Io sento come se qualcuno batta violentemente alla porta: chi è? Che cosa vuole? Una buona o una cattiva notizia?

Il nome della via è quello della tua; il numero della casa quello della tua casa. La vita fa spesso di questi scherzi, in apparenza innocenti, e senza i quali sarebbe noiosa come l’esistenza dei fanciulli senza i loro giochi. Ma io, dopo il primo ingenuo stupore, penso che Antioco continui a burlarsi di me.

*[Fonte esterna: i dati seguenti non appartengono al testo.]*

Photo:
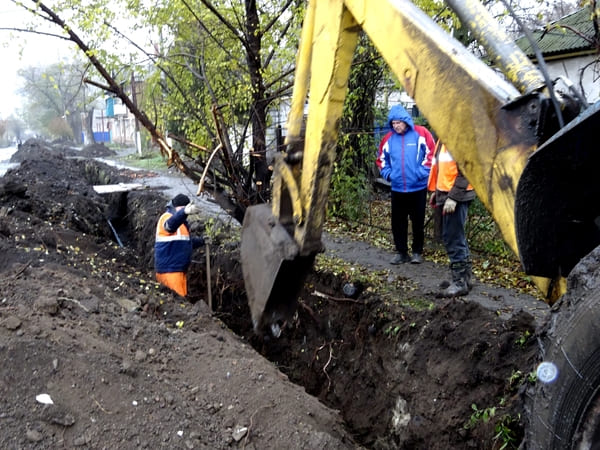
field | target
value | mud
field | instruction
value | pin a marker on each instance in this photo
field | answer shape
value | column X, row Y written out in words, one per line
column 129, row 365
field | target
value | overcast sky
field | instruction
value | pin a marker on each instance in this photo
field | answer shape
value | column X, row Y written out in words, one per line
column 19, row 50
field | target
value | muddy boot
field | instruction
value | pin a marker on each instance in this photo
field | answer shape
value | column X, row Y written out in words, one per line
column 469, row 275
column 458, row 287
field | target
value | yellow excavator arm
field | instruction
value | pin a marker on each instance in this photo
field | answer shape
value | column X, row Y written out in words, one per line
column 492, row 122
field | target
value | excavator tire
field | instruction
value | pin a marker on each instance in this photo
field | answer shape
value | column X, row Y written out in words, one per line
column 565, row 413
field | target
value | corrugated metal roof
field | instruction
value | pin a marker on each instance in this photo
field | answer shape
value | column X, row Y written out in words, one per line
column 559, row 41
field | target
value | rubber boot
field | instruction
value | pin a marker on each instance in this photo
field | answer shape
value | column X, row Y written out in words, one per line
column 458, row 287
column 469, row 274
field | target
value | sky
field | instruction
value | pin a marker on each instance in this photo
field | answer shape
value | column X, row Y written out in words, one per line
column 18, row 50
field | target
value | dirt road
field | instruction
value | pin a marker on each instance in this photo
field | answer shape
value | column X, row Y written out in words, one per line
column 128, row 365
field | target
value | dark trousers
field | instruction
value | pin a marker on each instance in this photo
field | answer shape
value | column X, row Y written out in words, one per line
column 408, row 205
column 453, row 233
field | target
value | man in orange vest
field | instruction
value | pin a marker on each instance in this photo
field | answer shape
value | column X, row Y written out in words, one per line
column 173, row 244
column 453, row 193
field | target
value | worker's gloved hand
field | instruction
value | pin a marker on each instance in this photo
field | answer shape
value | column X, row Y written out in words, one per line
column 432, row 200
column 191, row 208
column 449, row 206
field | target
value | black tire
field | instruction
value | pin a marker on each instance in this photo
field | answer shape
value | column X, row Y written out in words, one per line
column 572, row 343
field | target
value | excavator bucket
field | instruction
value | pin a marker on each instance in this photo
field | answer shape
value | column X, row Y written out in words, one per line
column 274, row 272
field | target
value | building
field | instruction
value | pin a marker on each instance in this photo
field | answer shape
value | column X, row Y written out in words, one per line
column 567, row 46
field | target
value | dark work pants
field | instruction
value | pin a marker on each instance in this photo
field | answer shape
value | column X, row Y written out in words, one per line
column 453, row 233
column 408, row 205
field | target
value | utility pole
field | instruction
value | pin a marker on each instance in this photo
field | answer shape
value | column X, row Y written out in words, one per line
column 138, row 139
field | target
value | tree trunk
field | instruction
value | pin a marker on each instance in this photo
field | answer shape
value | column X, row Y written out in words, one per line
column 258, row 161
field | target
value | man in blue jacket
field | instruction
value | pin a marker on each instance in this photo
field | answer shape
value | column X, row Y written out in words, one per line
column 404, row 159
column 173, row 244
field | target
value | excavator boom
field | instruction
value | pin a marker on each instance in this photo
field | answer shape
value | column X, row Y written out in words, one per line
column 491, row 123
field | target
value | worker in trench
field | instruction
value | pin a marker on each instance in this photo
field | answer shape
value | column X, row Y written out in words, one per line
column 174, row 245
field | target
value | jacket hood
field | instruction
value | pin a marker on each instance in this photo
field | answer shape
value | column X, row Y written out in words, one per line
column 398, row 112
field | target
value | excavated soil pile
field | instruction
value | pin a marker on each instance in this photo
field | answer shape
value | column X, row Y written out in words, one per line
column 127, row 364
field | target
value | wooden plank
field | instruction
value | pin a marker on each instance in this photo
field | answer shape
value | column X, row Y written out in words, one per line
column 121, row 187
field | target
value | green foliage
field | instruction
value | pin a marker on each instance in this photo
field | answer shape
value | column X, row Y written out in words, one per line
column 523, row 338
column 349, row 193
column 391, row 330
column 479, row 415
column 506, row 432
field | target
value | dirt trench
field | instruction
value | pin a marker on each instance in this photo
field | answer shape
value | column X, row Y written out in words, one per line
column 447, row 374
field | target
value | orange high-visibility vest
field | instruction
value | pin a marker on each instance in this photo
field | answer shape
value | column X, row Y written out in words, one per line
column 443, row 171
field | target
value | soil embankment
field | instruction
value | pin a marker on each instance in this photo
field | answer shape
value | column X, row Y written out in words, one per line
column 128, row 365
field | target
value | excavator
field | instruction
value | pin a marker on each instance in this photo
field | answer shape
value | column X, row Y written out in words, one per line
column 526, row 146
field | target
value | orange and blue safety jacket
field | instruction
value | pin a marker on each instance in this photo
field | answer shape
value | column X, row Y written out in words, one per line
column 446, row 179
column 173, row 244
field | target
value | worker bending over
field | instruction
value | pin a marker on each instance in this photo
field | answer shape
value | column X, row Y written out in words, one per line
column 173, row 245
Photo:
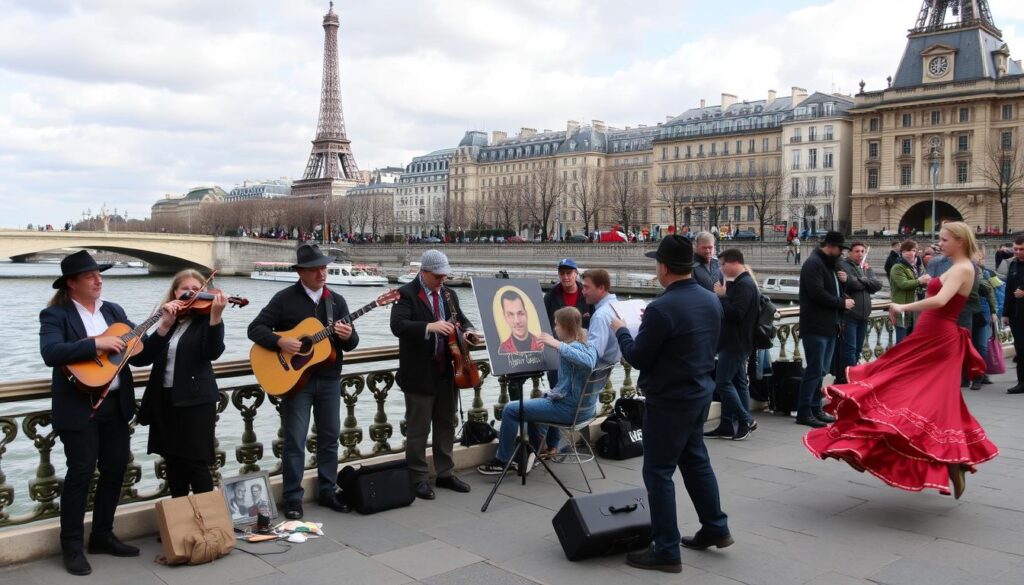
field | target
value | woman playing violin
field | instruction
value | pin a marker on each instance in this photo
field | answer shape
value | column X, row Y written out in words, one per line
column 180, row 400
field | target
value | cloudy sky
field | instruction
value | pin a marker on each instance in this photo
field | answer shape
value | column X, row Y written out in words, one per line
column 121, row 101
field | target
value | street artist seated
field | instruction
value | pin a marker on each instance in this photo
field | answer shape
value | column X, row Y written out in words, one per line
column 577, row 361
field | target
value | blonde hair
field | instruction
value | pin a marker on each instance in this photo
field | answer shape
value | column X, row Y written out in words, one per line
column 571, row 322
column 963, row 233
column 180, row 278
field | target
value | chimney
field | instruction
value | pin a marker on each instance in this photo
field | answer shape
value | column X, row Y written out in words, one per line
column 799, row 94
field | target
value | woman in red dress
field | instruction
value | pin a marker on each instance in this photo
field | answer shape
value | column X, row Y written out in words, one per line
column 902, row 417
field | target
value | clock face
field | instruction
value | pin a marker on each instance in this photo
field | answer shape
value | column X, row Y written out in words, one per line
column 938, row 66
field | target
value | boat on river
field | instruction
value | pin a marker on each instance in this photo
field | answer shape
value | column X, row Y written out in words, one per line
column 338, row 274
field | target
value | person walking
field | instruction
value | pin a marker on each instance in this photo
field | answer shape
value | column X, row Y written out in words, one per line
column 675, row 352
column 821, row 307
column 902, row 417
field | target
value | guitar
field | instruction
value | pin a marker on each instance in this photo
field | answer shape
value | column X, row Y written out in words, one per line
column 94, row 376
column 279, row 373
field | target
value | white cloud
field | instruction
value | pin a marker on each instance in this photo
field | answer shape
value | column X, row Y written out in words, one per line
column 121, row 101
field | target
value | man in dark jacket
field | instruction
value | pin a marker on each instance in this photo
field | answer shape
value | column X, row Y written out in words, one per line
column 568, row 292
column 308, row 297
column 860, row 285
column 1013, row 309
column 675, row 352
column 739, row 304
column 821, row 304
column 420, row 321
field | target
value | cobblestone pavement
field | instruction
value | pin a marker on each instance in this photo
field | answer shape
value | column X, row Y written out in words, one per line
column 796, row 519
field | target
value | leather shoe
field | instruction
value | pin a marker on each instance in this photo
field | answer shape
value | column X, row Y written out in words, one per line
column 76, row 563
column 701, row 542
column 293, row 510
column 454, row 484
column 810, row 421
column 109, row 544
column 335, row 502
column 423, row 491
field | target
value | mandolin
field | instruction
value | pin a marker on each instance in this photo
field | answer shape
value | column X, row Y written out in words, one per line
column 280, row 373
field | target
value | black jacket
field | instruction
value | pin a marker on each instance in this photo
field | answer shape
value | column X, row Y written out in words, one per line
column 860, row 285
column 821, row 295
column 1013, row 307
column 194, row 379
column 418, row 372
column 62, row 341
column 288, row 308
column 739, row 306
column 675, row 347
column 554, row 300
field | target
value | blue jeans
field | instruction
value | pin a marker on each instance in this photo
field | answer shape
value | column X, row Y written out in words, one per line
column 324, row 395
column 545, row 410
column 733, row 389
column 854, row 331
column 818, row 351
column 675, row 439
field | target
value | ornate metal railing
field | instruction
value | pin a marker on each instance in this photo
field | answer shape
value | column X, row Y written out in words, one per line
column 241, row 405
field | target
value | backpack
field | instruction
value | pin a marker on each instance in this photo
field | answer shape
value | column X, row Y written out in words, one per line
column 764, row 327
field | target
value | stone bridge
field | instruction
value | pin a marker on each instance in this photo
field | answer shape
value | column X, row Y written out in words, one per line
column 164, row 252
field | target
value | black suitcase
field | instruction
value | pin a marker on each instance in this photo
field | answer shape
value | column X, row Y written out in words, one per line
column 371, row 489
column 600, row 524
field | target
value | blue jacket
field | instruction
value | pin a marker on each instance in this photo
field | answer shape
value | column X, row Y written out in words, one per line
column 675, row 347
column 576, row 363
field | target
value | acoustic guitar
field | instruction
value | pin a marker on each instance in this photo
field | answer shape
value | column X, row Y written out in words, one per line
column 279, row 373
column 94, row 376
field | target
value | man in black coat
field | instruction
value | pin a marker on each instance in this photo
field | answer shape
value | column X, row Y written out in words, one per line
column 71, row 332
column 322, row 392
column 420, row 321
column 739, row 305
column 821, row 306
column 568, row 292
column 1013, row 309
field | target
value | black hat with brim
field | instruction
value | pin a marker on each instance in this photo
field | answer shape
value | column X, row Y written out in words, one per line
column 77, row 263
column 309, row 256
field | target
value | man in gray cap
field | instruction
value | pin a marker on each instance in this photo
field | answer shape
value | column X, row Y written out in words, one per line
column 422, row 320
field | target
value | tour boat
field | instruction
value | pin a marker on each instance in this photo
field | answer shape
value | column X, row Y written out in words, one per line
column 337, row 274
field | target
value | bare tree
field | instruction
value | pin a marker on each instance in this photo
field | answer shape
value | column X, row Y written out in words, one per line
column 1003, row 168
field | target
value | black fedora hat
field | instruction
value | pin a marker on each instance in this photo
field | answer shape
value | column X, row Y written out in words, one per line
column 835, row 239
column 675, row 251
column 309, row 256
column 77, row 263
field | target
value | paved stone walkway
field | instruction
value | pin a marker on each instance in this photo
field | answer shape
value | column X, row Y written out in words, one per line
column 796, row 519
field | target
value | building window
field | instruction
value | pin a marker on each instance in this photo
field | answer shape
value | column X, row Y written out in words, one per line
column 872, row 179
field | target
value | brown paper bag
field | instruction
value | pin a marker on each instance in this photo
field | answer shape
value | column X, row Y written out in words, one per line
column 195, row 529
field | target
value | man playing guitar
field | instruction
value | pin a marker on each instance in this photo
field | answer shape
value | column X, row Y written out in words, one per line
column 308, row 297
column 421, row 322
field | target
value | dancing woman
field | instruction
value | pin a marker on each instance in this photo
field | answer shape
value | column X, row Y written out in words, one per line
column 902, row 417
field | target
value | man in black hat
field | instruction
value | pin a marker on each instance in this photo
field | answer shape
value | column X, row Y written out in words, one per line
column 821, row 306
column 675, row 352
column 308, row 297
column 71, row 331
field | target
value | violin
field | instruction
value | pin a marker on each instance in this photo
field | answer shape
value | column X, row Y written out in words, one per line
column 466, row 373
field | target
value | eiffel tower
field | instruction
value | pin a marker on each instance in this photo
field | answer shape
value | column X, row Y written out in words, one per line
column 331, row 170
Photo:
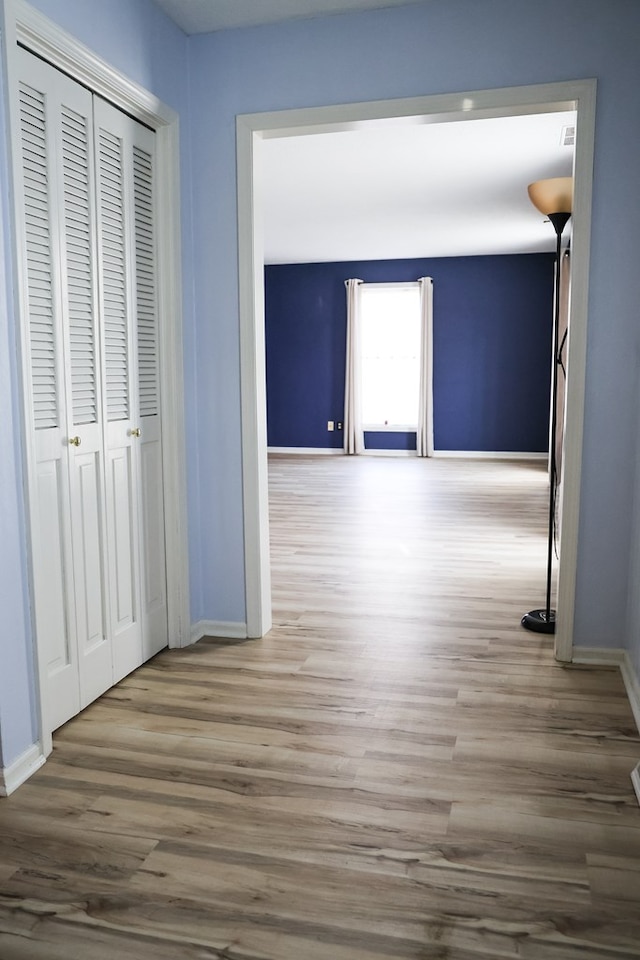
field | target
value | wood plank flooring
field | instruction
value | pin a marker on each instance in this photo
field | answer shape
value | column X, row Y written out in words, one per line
column 397, row 772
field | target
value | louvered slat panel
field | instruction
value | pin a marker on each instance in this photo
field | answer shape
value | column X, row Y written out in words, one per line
column 145, row 282
column 81, row 313
column 113, row 254
column 33, row 131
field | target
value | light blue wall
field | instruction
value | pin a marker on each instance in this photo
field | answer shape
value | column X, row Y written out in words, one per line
column 438, row 46
column 135, row 37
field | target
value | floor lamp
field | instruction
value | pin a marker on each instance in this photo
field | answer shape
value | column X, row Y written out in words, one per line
column 553, row 198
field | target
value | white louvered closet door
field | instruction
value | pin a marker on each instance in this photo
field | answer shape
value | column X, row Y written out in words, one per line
column 92, row 368
column 126, row 244
column 69, row 542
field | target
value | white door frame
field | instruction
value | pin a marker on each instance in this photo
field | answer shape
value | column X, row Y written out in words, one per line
column 28, row 27
column 509, row 101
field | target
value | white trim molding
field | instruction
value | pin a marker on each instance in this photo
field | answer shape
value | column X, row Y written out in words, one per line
column 251, row 129
column 309, row 451
column 20, row 770
column 617, row 657
column 635, row 780
column 226, row 630
column 614, row 657
column 487, row 455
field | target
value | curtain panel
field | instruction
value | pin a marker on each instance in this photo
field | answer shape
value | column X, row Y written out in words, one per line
column 424, row 434
column 353, row 432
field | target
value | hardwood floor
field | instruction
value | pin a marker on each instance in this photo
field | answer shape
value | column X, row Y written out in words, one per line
column 397, row 771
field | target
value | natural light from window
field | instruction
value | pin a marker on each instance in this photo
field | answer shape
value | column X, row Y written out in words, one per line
column 390, row 351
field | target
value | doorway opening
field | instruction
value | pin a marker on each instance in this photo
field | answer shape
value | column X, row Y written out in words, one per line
column 251, row 131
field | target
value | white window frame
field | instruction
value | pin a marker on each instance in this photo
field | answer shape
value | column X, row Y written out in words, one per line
column 390, row 428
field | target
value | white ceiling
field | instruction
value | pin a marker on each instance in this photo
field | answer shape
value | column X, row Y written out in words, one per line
column 410, row 189
column 396, row 189
column 206, row 16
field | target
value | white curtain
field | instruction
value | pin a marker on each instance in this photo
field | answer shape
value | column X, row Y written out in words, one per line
column 424, row 435
column 353, row 432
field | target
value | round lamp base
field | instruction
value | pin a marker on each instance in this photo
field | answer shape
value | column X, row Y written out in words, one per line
column 539, row 622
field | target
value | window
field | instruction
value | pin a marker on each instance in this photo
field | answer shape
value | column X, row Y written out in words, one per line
column 390, row 355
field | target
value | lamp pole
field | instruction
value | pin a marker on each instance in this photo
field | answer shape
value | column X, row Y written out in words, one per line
column 544, row 620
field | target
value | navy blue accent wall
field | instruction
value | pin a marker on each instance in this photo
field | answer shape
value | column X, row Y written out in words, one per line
column 491, row 350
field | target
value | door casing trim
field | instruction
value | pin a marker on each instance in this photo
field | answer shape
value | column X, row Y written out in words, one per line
column 25, row 26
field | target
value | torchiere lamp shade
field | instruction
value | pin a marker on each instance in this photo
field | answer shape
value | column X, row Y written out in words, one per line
column 552, row 196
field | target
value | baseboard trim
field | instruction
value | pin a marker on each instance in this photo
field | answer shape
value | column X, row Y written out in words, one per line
column 388, row 453
column 487, row 455
column 20, row 770
column 617, row 657
column 599, row 656
column 230, row 630
column 309, row 451
column 635, row 780
column 437, row 454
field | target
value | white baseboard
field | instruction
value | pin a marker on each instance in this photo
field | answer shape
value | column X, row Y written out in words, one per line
column 617, row 657
column 16, row 773
column 599, row 656
column 218, row 628
column 437, row 454
column 309, row 451
column 635, row 780
column 487, row 455
column 388, row 453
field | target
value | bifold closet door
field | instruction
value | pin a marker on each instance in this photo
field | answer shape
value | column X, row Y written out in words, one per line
column 89, row 291
column 69, row 545
column 127, row 281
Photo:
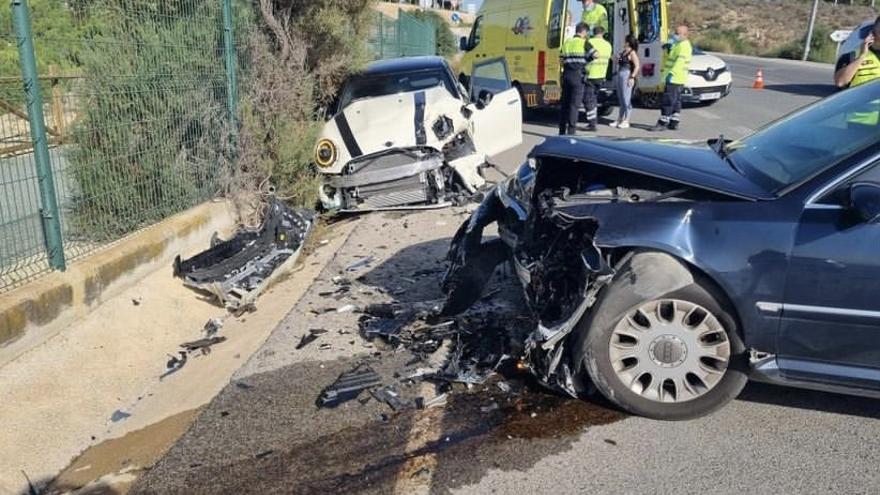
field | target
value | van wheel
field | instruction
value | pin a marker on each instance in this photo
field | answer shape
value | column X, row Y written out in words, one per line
column 661, row 342
column 648, row 100
column 524, row 108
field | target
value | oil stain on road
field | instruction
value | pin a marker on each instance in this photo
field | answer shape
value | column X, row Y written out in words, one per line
column 269, row 437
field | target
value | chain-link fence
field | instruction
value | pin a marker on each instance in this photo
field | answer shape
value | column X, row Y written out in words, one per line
column 114, row 114
column 405, row 36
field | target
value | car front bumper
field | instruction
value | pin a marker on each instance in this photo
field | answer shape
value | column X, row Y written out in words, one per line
column 388, row 180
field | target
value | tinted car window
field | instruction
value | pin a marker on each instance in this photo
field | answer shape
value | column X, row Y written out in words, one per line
column 374, row 85
column 805, row 143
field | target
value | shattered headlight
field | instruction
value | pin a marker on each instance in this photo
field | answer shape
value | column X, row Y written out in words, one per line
column 443, row 127
column 325, row 153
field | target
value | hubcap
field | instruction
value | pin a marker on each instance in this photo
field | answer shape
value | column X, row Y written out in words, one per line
column 669, row 350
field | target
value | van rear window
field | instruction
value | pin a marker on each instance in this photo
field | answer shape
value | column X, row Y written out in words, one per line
column 557, row 21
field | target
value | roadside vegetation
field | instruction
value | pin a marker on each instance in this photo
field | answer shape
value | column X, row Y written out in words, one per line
column 769, row 28
column 151, row 134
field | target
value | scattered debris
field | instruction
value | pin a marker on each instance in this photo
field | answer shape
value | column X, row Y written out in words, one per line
column 244, row 309
column 390, row 395
column 119, row 415
column 310, row 337
column 348, row 308
column 348, row 386
column 203, row 345
column 32, row 490
column 361, row 263
column 174, row 364
column 237, row 270
column 213, row 326
column 438, row 401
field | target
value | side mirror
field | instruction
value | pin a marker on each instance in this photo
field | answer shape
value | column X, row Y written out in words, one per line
column 864, row 201
column 484, row 98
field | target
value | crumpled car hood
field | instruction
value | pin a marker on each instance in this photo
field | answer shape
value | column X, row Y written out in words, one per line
column 690, row 163
column 371, row 125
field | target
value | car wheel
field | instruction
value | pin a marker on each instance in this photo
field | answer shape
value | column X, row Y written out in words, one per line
column 648, row 100
column 661, row 342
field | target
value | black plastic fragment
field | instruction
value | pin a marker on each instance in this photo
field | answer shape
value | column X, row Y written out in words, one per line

Un po’ sadico, senza dubbio, egli deve esserlo; ne ha l’istinto; penso che ebbe una madre viziosa, che il peso di questa vergogna deve avvilirlo e renderlo crudele verso uomini, che come me, nonostante tutto, hanno una linea di vita normale e pura: penso che la signorina bionda della posta, abbia, cosa naturale, aperto qualche mia lettera, o almeno spifferato ad Antioco o ad altri, il segreto della mia corrispondenza con la signora Noemi Davila, via tale, numero tale; e che, tutto sommato dunque, il mio ospite mi prenda in giro. Ma e il gobbo? Esiste veramente un gobbo, un pensionato dell’Intendenza di Finanza, con la moglie di novanta chilogrammi di carne e d’ossa, che abita in via tale, numero tale?